In this article we’ll discuss a simple technique to drastically reduce the credit spend of a growing Snowflake project.
This is the first article in a series of posts dealing with cost optimization in Snowflake, the data cloud.
One of the most important differentiators in the platform is the ability to size processing clusters with just a click of the mouse. Often, new and starting teams start by building a one-node, extra-small sized processing cluster and process any kind of data workload on that node.
After a while, typically both long-and short running queries will execute on that very same warehouse. Now take in mind the cost model. Snowflake bills by the second, though anytime a warehouse starts, it bills a minimum of one minute.
Let’s try to find a way to make sure that our queries run for a maximum of one minute.
Calculating the query length long tail
To have a first understanding of the query duration distribution per warehouse, we need to get to the data. In our demo setup, we have a warehouse in place called LOAD. It is optimistically scaled as a medium warehouse and it consumes 4 credits an hour.
Historically, all of our workloads have been running on this LOAD warehouse, and our assumption is that we can split data loading workloads from transformation and analysis workloads. Let’s investigate this assumption and optimize our setup.
Snowflake exposes a number of statistics related to the inner workings of this warehouse through the shared SNOWFLAKE database. Find this information in the QUERY HISTORY table in the ACCOUNT USAGE schema.
To quickly analyze the information in this table, we’ll use the Snowsight interface for Snowflake. It comes by default with any Snowflake deployment, but is hidden in plain sight under the preview app button
This analyst interface to Snowflake allows us to execute queries and visualize the results right away.
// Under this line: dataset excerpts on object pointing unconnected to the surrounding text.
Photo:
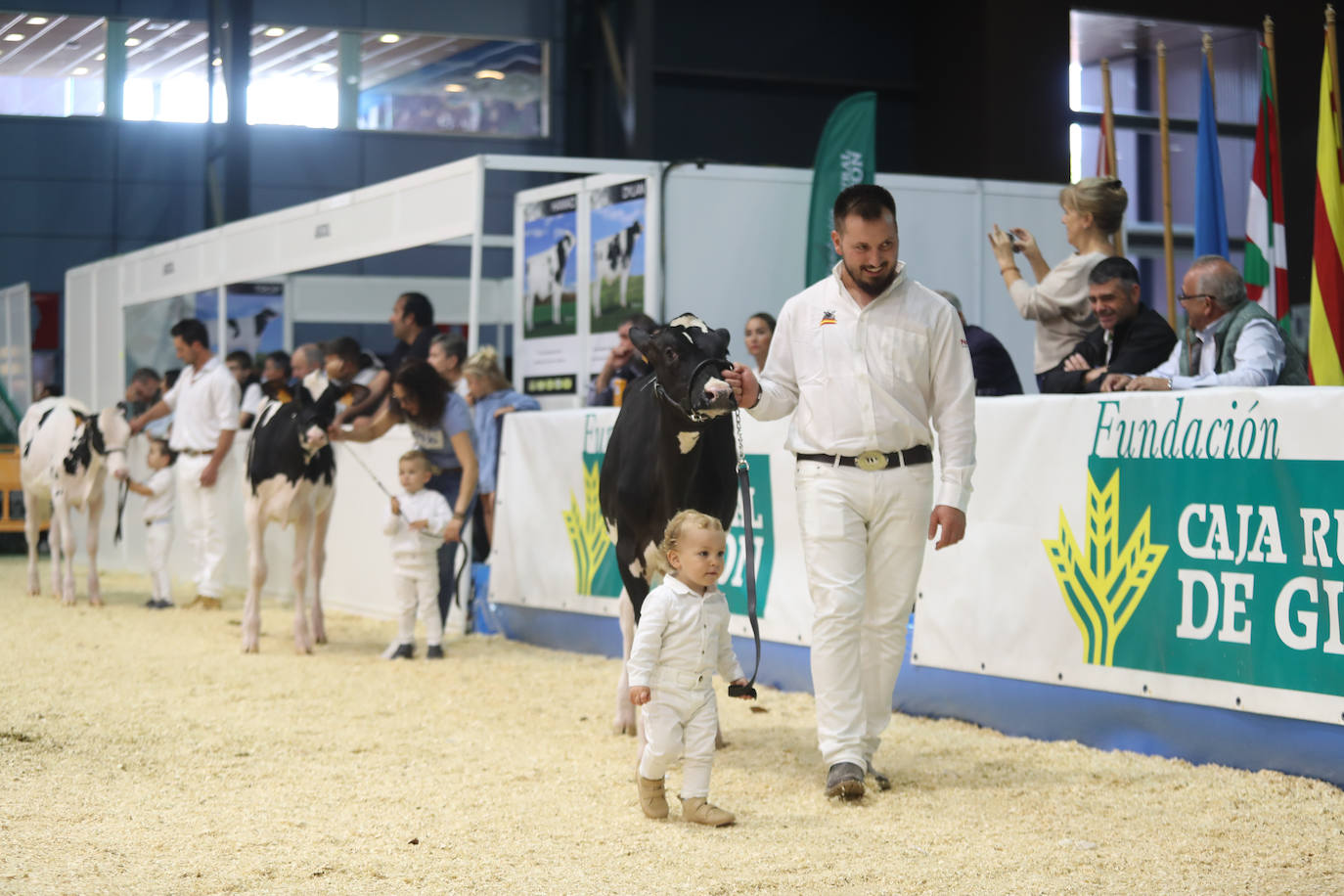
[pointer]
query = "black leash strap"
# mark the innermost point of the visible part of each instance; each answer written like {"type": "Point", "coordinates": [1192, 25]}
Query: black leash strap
{"type": "Point", "coordinates": [749, 551]}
This query will build buckets of a with of 1 second which we can use to build our longtail histogram
FLOOR(EXECUTION_TIME/1000.00)*1000 AS BIN_FLOOR,
COUNT(EXECUTION_TIME) AS COUNT
WHERE WAREHOUSE_NAME = ‘LOAD’
GROUP BY 1;
Visualize the results immediately by selecting the Chart button in the middle of the screen
By default, Snowsight will use an extra layer of aggregation in their graphs that will distort the output of our analysis here. So let’s make sure to set that to none.
Finally we get to the histogram that shows us how long queries take. The gray bar is the cutoff line for the one-minute minimum charge.
It turns out that the majority of queries runs blazing fast (thanks, Snowflake!) and we have considerable opportunities to optimize
Intuitively we have 2 actions to take:
- Downscale the current instance to an XS. It’ll about quadruple the processing time of the fastest queries but that will still be within the minimum charge of one minute
- Shift the workloads that require a faster processing to a new warehouse
Action one is fairly straightforward and can be done using one simple query
ALTER WAREHOUSE “LOAD” SET WAREHOUSE_SIZE = ‘XSMALL’ AUTO_SUSPEND = 60;
Action two takes a bit more planning.
We start by isolating the queries that require more processing power. This particular Snowflake instance doesn’t apply query tags, so we need to investigate the actual queries that take over half a minute to process.
SELECT QUERY_TEXT, EXECUTION_TIME FROM “SNOWFLAKE”.”ACCOUNT_USAGE”.”QUERY_HISTORY”
WHERE EXECUTION_TIME > 30000
ORDER BY EXECUTION_TIME DESC;
Now, we need a warehouse to host those queries. Let’s create a new medium warehouse named NEW_WAREHOUSE by running this query:
CREATE WAREHOUSE NEW_WAREHOUSE WITH WAREHOUSE_SIZE = ‘MEDIUM’ WAREHOUSE_TYPE = ‘STANDARD’ AUTO_SUSPEND = 300 AUTO_RESUME = TRUE;
Analyze the queries that are reported back. Change the clients that execute those queries, and point those clients to the new warehouse we’ve just created.
Far less queries will use the new warehouse so it’ll be started less. The queries executed on the original warehouse will take a slight bit more time to execute, but they will stay well within the one minute minimum Snowflake charge.
The method proposed in this article is quite a simplification of reality, though often with a material impact on cost. Multiple queries can run at the same time, and a query run on a warehouse that is already active doesn’t call for another one-minute minimum charge. A more advanced method of cost management would take more parameters into account, such as parallel processing capabilities and warehouse sizes.